In advance of our move, my colleagues and I (from senior management on down) are taking shifts to comb through every manila folder so we can remove and shred all things obsolete. Of course, this – like any decluttering opportunity – delights me.
As I pared down manila file folders alongside some colleagues on Friday, I recalled that at home, our Annual File Fling is just around the corner. Before your eyes glaze over, consider how pleasant it is to easily find the receipts, invoices, and documents you need – from years past or present – on a moment’s notice.
For this project you’ll need:
- Motivation and a hot beverage – current favorite: Ghirardelli Drinking Chocolate
- File cabinet or other contraption that holds hanging file folders
- Set of hanging file folders with labels
- One 12-pocket month-by-month accordion file
- Your favorite pen
Categorize your existing documents
Before you start filing, categorize your existing documents and sort them into separate piles. You’ll likely identify the following categories for file folders: auto records, bank statements, credit card statements, insurance forms, membership contracts, paid bills, tax forms, etc.
Hint: If you have accounts at two+ banks, or if you have two+ credit cards, cars, etc., you may want separate file folders for each bank, credit card, car, etc.
Pare down your documents and then file, file, file
Label your hanging file folders so that each pile of documents has its own folder. Now comes the fun part! Go through your categorized documents (except receipts) and identify what should be kept, and what’s recyclable or shred-worthy. Then file the “keep” documents in their respective labeled hanging file folders.
Hint: Not sure what to keep, recycle, or shred? Generally speaking, anything involving finances or taxes (i.e. bank statements, credit card statements, investment records, W-2s, etc.) should be kept for seven years. Mortgage or loan papers, titles, and service records should be kept for as long as you own the property, plus seven years. Deeds, titles, mortgage papers, contracts, or anything that you will keep forever (i.e. birth, death, or marriage certificates; military documents; patents and copyrights) should always be kept in a safe deposit box.
Anything that has your personal information on it should be shredded.

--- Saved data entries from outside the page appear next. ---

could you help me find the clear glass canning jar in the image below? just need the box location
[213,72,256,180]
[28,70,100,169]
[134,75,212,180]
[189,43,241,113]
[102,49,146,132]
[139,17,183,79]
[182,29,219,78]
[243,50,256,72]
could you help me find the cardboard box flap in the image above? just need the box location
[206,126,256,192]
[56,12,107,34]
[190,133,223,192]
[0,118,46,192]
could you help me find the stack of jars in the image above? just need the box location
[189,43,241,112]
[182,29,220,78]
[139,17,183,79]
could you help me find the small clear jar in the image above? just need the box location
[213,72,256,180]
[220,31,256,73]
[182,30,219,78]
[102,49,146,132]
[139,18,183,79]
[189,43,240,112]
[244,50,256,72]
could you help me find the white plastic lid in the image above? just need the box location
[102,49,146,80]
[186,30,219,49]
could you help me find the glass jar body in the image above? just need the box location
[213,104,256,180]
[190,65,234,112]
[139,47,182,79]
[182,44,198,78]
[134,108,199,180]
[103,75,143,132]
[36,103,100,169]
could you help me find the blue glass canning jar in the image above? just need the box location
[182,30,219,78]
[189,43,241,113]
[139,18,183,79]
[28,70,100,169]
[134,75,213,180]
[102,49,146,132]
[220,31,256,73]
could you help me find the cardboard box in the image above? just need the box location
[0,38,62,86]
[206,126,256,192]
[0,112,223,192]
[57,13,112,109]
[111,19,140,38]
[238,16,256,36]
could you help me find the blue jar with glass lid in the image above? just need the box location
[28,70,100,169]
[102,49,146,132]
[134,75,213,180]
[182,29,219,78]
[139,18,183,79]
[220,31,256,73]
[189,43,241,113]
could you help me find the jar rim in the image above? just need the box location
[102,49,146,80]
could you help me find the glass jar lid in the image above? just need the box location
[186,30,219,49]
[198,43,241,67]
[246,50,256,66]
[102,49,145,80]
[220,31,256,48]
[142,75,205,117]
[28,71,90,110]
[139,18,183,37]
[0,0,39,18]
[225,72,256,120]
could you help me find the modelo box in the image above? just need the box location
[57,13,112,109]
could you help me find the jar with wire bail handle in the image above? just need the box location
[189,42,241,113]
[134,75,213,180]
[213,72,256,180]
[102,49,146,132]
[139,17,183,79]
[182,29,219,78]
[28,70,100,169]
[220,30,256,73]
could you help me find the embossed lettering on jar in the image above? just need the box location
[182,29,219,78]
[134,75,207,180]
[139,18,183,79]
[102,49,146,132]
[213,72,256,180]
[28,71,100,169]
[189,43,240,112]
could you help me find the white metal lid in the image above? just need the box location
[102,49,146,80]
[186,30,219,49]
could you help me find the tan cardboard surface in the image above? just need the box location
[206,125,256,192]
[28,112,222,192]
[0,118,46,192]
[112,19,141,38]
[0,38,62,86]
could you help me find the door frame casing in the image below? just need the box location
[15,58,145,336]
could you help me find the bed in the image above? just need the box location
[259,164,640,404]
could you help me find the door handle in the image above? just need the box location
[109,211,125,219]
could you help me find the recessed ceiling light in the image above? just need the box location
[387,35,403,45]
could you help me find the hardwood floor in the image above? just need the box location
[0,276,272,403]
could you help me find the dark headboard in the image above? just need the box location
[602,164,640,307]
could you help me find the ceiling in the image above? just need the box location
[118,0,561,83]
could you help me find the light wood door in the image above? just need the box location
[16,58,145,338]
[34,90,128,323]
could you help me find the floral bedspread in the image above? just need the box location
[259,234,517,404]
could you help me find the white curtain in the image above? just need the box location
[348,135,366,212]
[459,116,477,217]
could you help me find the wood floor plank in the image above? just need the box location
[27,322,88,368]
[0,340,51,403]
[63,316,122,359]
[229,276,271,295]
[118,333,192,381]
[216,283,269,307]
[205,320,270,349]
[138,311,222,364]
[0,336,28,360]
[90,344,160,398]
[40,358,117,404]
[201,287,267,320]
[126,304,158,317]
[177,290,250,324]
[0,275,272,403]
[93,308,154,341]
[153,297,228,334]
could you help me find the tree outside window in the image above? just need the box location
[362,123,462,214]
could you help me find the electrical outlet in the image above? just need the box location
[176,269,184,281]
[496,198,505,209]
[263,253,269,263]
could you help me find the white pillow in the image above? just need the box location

Receipts can be filed in your month-by-month accordion file. Store this accordion file in or near your file cabinet for easy use throughout the year.
And you’re finito!
And now for the Annual File Fling
The actual Annual File Fling adventure on which the hubster and I will soon embark is even easier! In early January, grab a no-nonsense accordion file (no labels or individual pockets needed). Flip through your hanging files, removing any Calendar Year 2009 documents that need to be kept for tax purposes, and place them in the plain accordion file labeled “Calendar Year 2009.” Store it someplace safe and dry.
Your hanging file folders should now be relatively empty and ready for use in 2010. Stick to your new filing system, and next year at this time repeat the file purge and File Fling process.
Hint: Put an Annual File Fling reminder on your electronic calendar for late December/early January, and you’re all set!